LES DÉFIS DES POPULATIONS AUTOCHTONES DE SÃO PAULO

En 2014, le problème de l’insécurité alimentaire des peuples autochtones au Brésil méritait l’attention de l’Organisation des Nations Unies pour l’alimentation et l’agriculture (FAO) qui, reconnaissant le progrès du Brésil dans la lutte contre la pauvreté et la faim, a souligné que les populations autochtones souffraient encore de l’insécurité alimentaire dans le pays. Ainsi, bien que le Brésil au cours de cette période ait réduit de moitié la proportion de la population souffrant de la faim, plusieurs indicateurs ont démontré que les autochtones et les quilombolas[1] étaient considérés comme des populations vulnérables ne bénéficiant pas de ces avancées. La FAO a estimé que les communautés autochtones vivent dans des conditions très défavorables qui les empêchent d’accéder à une nourriture saine et suffisante.

Dans la deuxième édition de l’étude, lancée en 2015, l’agence des Nations Unies a souligné l’urgence de s’attaquer aux inégalités persistantes dans certains groupes de population, en particulier les peuples autochtones et les autres communautés traditionnelles. La FAO a placé la création et le renforcement de politiques publiques fédérales, étatiques et municipales pour ces tranches de la population brésilienne parmi les quatre principaux défis du Brésil dans les années à venir.

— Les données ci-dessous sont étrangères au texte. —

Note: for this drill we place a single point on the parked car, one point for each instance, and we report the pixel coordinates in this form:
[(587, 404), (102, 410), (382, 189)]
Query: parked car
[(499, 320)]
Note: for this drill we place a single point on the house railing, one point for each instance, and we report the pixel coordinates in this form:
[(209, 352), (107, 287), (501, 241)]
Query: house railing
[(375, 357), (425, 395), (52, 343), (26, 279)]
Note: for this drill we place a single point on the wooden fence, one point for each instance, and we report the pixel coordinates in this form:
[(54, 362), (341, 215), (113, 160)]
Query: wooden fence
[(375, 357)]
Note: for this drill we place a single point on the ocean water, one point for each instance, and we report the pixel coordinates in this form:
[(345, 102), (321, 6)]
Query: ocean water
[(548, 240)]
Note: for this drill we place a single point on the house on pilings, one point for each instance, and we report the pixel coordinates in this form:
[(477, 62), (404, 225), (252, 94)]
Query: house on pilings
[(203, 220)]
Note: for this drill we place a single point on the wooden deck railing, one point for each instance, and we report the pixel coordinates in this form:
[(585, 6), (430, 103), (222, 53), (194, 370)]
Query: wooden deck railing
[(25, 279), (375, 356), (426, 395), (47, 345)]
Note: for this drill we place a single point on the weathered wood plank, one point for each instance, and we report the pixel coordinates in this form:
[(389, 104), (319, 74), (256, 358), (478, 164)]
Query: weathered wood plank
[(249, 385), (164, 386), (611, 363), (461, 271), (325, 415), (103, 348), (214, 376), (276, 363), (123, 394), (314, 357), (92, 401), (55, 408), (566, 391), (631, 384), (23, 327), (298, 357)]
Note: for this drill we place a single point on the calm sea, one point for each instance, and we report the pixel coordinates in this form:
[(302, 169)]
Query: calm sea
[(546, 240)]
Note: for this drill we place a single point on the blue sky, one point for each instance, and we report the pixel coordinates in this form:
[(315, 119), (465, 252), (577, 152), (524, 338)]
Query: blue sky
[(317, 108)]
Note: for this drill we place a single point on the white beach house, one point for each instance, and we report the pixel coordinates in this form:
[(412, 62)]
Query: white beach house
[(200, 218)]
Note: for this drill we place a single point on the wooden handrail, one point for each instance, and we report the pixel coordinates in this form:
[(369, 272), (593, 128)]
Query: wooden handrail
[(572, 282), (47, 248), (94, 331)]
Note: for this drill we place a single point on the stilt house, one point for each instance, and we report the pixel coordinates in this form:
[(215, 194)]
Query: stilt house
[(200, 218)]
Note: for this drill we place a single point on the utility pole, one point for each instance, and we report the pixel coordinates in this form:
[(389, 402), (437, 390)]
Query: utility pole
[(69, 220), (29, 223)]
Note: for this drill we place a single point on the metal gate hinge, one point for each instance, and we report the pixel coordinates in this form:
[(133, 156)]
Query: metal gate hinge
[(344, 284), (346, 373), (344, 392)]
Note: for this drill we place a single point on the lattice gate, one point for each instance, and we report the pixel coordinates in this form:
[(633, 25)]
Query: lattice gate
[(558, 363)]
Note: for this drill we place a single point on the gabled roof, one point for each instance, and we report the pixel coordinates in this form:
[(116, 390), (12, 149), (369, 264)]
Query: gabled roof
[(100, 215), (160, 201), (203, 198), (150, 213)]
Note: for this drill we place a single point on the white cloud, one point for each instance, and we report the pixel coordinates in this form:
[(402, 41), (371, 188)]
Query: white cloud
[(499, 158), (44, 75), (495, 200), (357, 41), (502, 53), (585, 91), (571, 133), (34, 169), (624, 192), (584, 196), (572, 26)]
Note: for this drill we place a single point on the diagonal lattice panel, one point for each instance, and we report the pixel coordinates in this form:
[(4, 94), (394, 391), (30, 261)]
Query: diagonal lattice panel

La réalité de l’insécurité alimentaire et de l’inégalité des peuples autochtones en Amérique latine a également préoccupé la Banque mondiale. Dans une étude lancée en février 2016, la Banque mondiale a réalisé une publication intitulée «L’Amérique latine autochtone au XXIe siècle – La première décennie», dans laquelle elle a prévenu que malgré la réduction sans précédent de la pauvreté en Amérique latine qui avait permis à plus de 70 millions de personnes de sortir de la pauvreté au cours de la première décennie du 21e siècle, cette avancée n’avait toutefois pas profité aux populations autochtones de la région de la même manière.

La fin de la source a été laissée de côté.